В какой-то момент он увидела, как они зашли в горы, чем дольше они шли — тем выше становились горы, пока не затмили собой весь остальной обзор на окружение.
Из памяти он узнал, что это место называлось "Долиной отбросов", куда стекался всякий сброд, организовывая свои шайки. Местные трущобы, но вне города и без законов.
Впрочем, местные назвали его "Разбойничья гора", не желая мириться с официальным названием.
В целом, это место напоминало собой несколько прямых каньонов с развилками, полностью усыпанных снегом и с защитой гор вокруг.
Продолжая ещё идти минуты десять, поднимаясь выше, они натыкались много раз на пещеры, где-то даже были какие-то оборванцы, которые хватались за оружие и скалились, при виде его группы, пока пред ними не предстала замаскированная ветками пещера, в которую они и вошли.
Осмотрев вход он убедился, что подступ к ним таков, что не окружить, лишь два подхода, да и то, по 3–4 смогут одновременно идти. Очень удобно логово для защиты малым количеством.

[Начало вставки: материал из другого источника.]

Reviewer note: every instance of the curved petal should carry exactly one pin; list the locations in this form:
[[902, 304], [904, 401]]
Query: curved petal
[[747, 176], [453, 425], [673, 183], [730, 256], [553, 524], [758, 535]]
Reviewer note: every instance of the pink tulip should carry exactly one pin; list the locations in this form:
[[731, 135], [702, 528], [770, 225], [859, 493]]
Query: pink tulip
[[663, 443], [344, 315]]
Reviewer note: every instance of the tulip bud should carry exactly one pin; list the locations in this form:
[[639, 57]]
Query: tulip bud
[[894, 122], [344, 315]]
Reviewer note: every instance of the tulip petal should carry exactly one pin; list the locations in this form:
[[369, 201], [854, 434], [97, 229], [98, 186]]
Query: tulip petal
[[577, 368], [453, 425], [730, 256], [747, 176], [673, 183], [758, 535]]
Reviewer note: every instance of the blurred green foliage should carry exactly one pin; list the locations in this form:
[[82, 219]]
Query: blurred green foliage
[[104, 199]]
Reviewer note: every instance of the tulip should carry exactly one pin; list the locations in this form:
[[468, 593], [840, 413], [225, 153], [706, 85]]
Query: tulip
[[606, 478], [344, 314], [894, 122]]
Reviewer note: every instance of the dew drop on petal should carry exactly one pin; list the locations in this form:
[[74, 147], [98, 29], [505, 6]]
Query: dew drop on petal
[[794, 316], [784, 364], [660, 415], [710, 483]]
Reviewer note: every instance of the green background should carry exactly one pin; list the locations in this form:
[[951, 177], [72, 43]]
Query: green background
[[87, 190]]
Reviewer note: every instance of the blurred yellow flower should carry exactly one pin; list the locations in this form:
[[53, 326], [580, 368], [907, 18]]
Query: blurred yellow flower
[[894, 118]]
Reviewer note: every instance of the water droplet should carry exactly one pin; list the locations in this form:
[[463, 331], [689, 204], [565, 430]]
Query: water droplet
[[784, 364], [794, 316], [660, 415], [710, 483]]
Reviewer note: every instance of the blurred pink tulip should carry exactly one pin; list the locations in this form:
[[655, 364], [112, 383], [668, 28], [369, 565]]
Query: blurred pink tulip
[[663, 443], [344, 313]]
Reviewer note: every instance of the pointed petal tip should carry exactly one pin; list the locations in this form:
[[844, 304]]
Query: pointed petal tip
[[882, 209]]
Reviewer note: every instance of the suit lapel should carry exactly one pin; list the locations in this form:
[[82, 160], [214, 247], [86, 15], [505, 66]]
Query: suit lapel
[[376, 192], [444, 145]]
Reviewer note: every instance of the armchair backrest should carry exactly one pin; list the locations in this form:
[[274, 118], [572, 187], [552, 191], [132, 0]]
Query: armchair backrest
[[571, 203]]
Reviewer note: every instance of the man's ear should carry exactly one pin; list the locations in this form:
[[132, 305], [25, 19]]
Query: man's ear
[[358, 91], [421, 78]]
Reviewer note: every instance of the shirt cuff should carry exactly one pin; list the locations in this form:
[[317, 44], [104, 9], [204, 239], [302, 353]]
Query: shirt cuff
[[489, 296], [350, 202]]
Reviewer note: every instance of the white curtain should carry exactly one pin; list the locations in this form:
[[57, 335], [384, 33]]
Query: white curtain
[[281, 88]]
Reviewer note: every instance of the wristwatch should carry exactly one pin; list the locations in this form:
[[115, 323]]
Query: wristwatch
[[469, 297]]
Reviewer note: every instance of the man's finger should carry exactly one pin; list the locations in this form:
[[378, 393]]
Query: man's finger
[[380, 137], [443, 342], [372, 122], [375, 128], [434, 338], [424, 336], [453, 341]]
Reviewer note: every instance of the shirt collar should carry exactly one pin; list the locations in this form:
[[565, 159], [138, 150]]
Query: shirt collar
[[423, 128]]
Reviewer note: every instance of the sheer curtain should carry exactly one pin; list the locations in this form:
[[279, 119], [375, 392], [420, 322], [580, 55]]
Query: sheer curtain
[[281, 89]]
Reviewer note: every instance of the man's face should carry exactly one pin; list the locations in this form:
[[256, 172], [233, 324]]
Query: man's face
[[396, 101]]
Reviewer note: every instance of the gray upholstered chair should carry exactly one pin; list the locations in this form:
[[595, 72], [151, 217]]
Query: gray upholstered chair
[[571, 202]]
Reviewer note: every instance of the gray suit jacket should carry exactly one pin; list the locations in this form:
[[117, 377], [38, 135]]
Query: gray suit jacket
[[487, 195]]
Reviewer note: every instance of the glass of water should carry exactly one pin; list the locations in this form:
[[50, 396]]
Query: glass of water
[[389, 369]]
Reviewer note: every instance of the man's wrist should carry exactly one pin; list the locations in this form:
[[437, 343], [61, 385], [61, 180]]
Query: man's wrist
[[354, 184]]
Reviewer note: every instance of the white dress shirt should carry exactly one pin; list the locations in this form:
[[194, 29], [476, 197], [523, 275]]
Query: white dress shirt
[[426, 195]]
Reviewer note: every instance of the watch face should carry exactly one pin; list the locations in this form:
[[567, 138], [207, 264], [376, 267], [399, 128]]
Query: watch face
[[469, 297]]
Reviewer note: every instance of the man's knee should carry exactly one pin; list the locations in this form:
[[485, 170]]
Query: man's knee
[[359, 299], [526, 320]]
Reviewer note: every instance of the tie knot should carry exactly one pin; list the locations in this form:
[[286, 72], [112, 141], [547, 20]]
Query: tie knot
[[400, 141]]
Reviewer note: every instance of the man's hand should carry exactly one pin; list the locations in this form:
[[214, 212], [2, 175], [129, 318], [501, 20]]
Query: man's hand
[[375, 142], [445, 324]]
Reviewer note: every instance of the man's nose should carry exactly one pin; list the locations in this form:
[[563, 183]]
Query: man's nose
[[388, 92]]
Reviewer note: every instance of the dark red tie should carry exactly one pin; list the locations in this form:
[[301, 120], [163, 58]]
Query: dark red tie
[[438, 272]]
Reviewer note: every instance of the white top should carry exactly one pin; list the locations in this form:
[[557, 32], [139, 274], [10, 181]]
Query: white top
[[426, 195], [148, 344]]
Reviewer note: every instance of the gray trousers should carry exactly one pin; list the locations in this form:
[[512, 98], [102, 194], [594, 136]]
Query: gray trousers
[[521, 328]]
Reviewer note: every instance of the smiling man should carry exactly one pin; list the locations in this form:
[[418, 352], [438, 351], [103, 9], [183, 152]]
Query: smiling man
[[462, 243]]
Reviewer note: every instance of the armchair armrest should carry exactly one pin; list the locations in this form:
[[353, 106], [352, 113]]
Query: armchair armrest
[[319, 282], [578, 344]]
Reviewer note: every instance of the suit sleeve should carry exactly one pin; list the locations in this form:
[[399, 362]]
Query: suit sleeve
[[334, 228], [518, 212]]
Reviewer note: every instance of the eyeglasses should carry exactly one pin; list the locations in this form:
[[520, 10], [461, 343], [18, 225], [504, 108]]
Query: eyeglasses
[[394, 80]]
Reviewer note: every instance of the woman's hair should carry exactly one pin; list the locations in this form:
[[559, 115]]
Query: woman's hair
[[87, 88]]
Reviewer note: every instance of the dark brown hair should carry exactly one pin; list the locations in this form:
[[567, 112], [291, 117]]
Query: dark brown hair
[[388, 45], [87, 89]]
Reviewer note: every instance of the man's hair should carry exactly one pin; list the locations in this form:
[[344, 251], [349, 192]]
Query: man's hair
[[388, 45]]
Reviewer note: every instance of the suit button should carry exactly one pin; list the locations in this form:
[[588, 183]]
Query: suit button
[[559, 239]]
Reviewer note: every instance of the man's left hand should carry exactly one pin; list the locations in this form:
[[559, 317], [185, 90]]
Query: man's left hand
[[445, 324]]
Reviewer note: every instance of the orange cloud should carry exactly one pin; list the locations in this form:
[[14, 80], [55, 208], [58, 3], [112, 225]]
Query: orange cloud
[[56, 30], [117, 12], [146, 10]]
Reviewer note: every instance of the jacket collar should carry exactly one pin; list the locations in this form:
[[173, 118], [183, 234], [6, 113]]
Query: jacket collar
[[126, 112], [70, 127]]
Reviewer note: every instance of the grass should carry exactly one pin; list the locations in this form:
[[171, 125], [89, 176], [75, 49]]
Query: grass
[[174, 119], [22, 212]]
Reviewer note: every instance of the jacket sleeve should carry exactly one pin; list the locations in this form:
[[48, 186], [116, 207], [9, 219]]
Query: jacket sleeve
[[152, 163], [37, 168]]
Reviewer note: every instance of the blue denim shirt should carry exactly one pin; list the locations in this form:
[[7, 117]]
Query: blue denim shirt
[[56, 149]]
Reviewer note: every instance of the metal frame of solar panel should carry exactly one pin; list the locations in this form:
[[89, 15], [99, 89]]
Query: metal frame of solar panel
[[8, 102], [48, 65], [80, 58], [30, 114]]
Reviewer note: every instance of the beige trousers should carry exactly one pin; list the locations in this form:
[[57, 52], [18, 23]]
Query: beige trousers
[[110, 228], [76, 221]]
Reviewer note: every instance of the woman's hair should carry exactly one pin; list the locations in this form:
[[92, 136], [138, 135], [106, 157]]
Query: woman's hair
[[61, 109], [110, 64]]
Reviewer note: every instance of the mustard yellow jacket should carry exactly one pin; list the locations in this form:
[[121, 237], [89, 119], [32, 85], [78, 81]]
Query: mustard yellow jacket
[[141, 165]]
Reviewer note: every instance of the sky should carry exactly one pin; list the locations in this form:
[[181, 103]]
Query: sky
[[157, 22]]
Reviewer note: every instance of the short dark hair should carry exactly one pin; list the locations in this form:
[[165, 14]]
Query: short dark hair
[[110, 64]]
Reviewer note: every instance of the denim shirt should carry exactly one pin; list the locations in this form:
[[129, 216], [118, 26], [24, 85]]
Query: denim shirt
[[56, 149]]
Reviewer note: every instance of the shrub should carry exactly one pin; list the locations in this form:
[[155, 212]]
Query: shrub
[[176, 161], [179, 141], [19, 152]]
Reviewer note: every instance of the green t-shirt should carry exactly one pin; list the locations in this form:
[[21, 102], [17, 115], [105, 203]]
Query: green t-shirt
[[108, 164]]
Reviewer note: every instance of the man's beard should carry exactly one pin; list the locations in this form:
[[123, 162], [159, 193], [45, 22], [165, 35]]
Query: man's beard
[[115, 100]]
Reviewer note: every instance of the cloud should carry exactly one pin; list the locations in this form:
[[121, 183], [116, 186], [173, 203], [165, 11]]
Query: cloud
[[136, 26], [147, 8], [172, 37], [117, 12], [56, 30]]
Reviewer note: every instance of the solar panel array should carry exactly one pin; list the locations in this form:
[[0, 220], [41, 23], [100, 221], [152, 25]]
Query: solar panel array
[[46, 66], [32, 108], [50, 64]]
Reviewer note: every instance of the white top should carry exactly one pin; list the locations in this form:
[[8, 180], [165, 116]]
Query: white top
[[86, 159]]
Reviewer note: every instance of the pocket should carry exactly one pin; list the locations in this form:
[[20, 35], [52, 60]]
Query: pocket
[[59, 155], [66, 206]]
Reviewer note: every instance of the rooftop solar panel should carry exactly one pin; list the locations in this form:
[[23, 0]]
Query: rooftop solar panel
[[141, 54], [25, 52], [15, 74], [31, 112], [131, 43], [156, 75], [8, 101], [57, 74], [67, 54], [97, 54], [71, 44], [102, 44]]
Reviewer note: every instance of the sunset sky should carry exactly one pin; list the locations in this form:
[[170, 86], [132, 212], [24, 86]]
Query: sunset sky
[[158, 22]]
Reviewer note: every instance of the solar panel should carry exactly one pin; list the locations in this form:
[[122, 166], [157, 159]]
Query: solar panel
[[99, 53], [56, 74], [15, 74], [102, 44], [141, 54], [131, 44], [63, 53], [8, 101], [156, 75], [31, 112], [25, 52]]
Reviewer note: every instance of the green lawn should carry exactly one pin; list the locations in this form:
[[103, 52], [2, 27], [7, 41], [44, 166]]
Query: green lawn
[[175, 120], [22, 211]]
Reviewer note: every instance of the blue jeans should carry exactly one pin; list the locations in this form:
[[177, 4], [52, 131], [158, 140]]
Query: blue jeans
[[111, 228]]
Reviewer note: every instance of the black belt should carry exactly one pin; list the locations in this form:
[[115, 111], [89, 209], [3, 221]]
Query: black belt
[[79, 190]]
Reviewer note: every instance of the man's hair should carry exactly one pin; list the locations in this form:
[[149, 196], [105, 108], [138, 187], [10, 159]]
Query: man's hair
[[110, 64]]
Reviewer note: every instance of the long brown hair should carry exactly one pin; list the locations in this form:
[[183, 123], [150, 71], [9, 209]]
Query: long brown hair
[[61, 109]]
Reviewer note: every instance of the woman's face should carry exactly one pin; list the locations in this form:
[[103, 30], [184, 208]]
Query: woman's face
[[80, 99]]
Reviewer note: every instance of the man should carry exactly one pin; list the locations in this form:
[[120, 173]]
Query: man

Зайдя внутрь, он увидел то, чего и ожидал: прошлый главарь уже был здесь и все утащил, оставив совершенно пустую пещеру, разве что с остатками тлеющих углей ещё с самого утра и какими-то корявыми рисунками на стенах.
Стоит ли говорить, что тут было ещё десяток человек на страже, но и их сейчас здесь не осталось.
«Что же, нужно с чего-то начинать же?», — сам себе он признавал, что был риск, что бывший главарь разбойников приведет подмогу и заберёт пещеру, но слишком уж она удобно стоит, да и устал он за эти дни: ему хочется лишь поспать.
Обыскав ее ещё раз, он убедился, что она тупиковая. Сама по себе имеет пять ответвлений, идущих вниз. В ней спокойно поместилось бы несколько сотен людей.
«Да уж, хороша, ничего не скажешь!», — не мог он нарадоваться в первую очередь теплу, поскольку впервые за несколько дней оказался укрыт от холода.
Поставив дежурных посменно по двое на всю ночь так, чтоб были задействованы все, остальным он дал свободной время, а сам же отправился к одному из уголков пещеры с факелом, где и растелил его долю ткани, на которой он и уснул.
Да, он осознавал, насколько рискованно спать среди этих головорезов, но эта опасность так далеко, так эфемерно, а сон так реален, так близок, так манит его.
Вот он и уснул. Еще один этап его жизни остался позади, отдав свои права наступающему, новому, отрезку его жизни.